Und dann war sie endlich da. Die erste Mittagspause in Mesum. Nach 1.956 zusätzlichen Kilokalorien. 15 Leute waren angemeldet. Es war 14:15. Die Arbeitszeit des Kochs dauert bis 14:00. Er war also weg. Eine schlecht gelaunte, männliche Bedienung servierte uns Kaffee, Kuchen und Schinkenbrote. Die helfende Kellnerin war schließlich doch recht nett. Wir konnten draußen sitzen, es regnet nicht und wir waren guter Dinge, trotz der € 8,50 fürs Schinkenbrot.

Ab Mesum wurde die Ems breiter. Das Wehr in Rheine lag 15 km vor uns, die Strömung lies entsprechend nach. Bei den vielen Kurven war es schon sehr verführerisch, die Innenkurve zu fahren, aber dort lauerten Untiefen, Gestrüpp und Geröll.
Am RHTC Rheine, vielen durch die jährliche Frühjahrsregatta bekannt, kamen wir ein paar Stunden später, nach weiteren 1.600 Kilokalorien an. Der Landdienst holte uns hier ab und kutschierte uns in 2 Touren zur Sportjugendherberge Rheine. Ein moderner Neubau, der von vielen Sportvereinen regelmäßig als Ort für Trainingslager genutzt wird. Und auch jetzt waren eine Gruppe Kinderfußballer und eine Behindertengruppe mit uns zu Gast. Die Zimmer waren, wie bei Jugendherbergen und Youth Hostels üblich, recht klein. Vor allem bei einer Belegung mit 6 Mann. Aber das ist schließlich eine Preisfrage. Die Sauberkeit, die Bequemlichkeit der Matratzen und auch das Frühstück waren sehr gut. Es hätten ein paar Duschen mehr da sein können und die „kindersichere“, elektronische Schließ- und Alarmanlage verlangte Aufmerksamkeit und den richtigen elektronischen Schlüssel.
Lutz hatte für den ersten Abend in einem italienischen Restaurant fünfzehn Plätze für uns gebucht. Wir hatten einen schönen, stilvollen Nebenraum und das Essen war sehr gut. Hier konnten wir wieder sehen, dass es auch sinnvoll sein kann, mit alten Gewohnheiten zu brechen und das Internet macht es auch möglich. Die bei früheren Wanderfahrten üblichen Diskussionen: „Wo gehen wir hin?“, „Ich mag keinen Chinesen“ „Ich keinen Italiener“, „Ich esse nicht gut bürgerlich“ usw. entfallen. Auch das zeitaufwendige Suchen nach einem Restaurant mit 15 freien Plätzen ist nicht nötig.
Am nächsten Morgen mussten wir beim Frühstück ein wenig warten. Die als Trainingslager sehr beliebte Sport-Jugendherberge verpflegte erst eine große Gruppe Kinderfußballer. Dann waren wir dran.

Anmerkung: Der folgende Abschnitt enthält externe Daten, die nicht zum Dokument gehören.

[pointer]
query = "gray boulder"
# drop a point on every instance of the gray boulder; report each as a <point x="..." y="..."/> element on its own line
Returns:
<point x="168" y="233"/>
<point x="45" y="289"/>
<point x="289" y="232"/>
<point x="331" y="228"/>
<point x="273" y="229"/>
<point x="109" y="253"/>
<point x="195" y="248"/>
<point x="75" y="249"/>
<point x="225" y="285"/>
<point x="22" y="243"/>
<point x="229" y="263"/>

Leider hatte das Wasser- und Schifffahrtsamt Lutz kurz vorher mitgeteilt, dass die beiden Schleusenanlagen, Ober- und Unterrheine (geplantes Reparaturende 5.10.16) noch nicht geflutet waren. Rudern also nicht möglich. Aber Lutz und wir sind ja beweglich. Wir transportierten die Boote nach Salzbergen, dort war eigentlich die Mittagspause geplant und setzten an einer Steganlage ein.

Nach 3 ½ km trafen wir auf die erste Schleuse. Unser Landdienst hatte schon die Vorberei-tungen getroffen. Die alte Schleuse war breit genug so, dass wir die Pletten nicht lang zu machen brauchten.


Vorbei an einer „Unter-Wasser-Seilgeführten“ Fähre ruderten wir nach Emsbüren-Leschede.

Im Gasthaus „Altes Fährhaus“ hatte Lutz 14 x Schnitzelessen bestellt. In gepflegter Atmosphäre ließen wir es uns schmecken. Immerhin hatten die rudernden Mannschaftsteile 1.200 kcal. verbraucht, die wieder nachgefüllt werden mussten.

Schmale Slipanlagen sind nur scheinbar eine elegante Anlegemöglichkeit, aber besser als das Boot beim Aussetzen zu beschädigen.

Diese Halbetappe bescherte uns einen längeren Abendaufenthalt in Rheine, der, man lese und staune, zum Kinobesuch genutzt wurde.
Am Montag stand die Rückfahrt von Lingen nach Bottrop an. Also fuhren wir auch am dritten Tag nur eine verkürzte Etappe von 16,8 km. Von Emsbüren bis zum Ruderverein (ESV) in Lingen. Bei einem Platzwechsel auf dem Wasser konnten wir beobachten, wie man es nicht macht. Niemals stehen 2 Personen im Boot.

Überhaupt war die letzte Etappe der Fahrt interessant. Bei der Mündung der Ems in den Dortmund-Ems-Kanal, in Haneken-Fähr, ging es an einem riesigen Schrottplatz der Benteler Röhrenwerke vorbei. Hier beginnt, oder endet, auch der Ems-Vechte-, (nicht der Ems-Jade-) Kanal, der bis ins Ijsselmeer führt. Lutz hatte in einem romantisch gelegenen Café einen Tisch bestellt. Eine gute Stärkung für die letzten Kanal-Kilometer.

Selten war die Wettervorhersage für eine Wanderfahrt so schlecht. Wir erwarteten Dauerregen, Wind und schlechte Laune. Aber wieder einmal hatten wir Glück. Wir wären keinmal nass geworden, wenn zwei der Boote auf den letzten Kilometern nicht in einen dicken Wolkenbruch geraten wären. Während wir die Prosper bereits abriggerten, tauchten die Grafenwald und die Abba in dichtem Regen am Steg auf.

Nach 2 ½ Tagen, 62 geruderten km (eine Halbtagesetappe war ja wg. der nicht vollendeten Baustelle ausgefallen) und verbrauchten 6.200 kcal. kamen wir noch so rechtzeitig an, dass wir alle Boote gründlich säubern, aufriggern und wie es sich gehört, auf ihre Plätze legen konnten.

Gruppenbild mit Dame. Nur Lutz fehlt.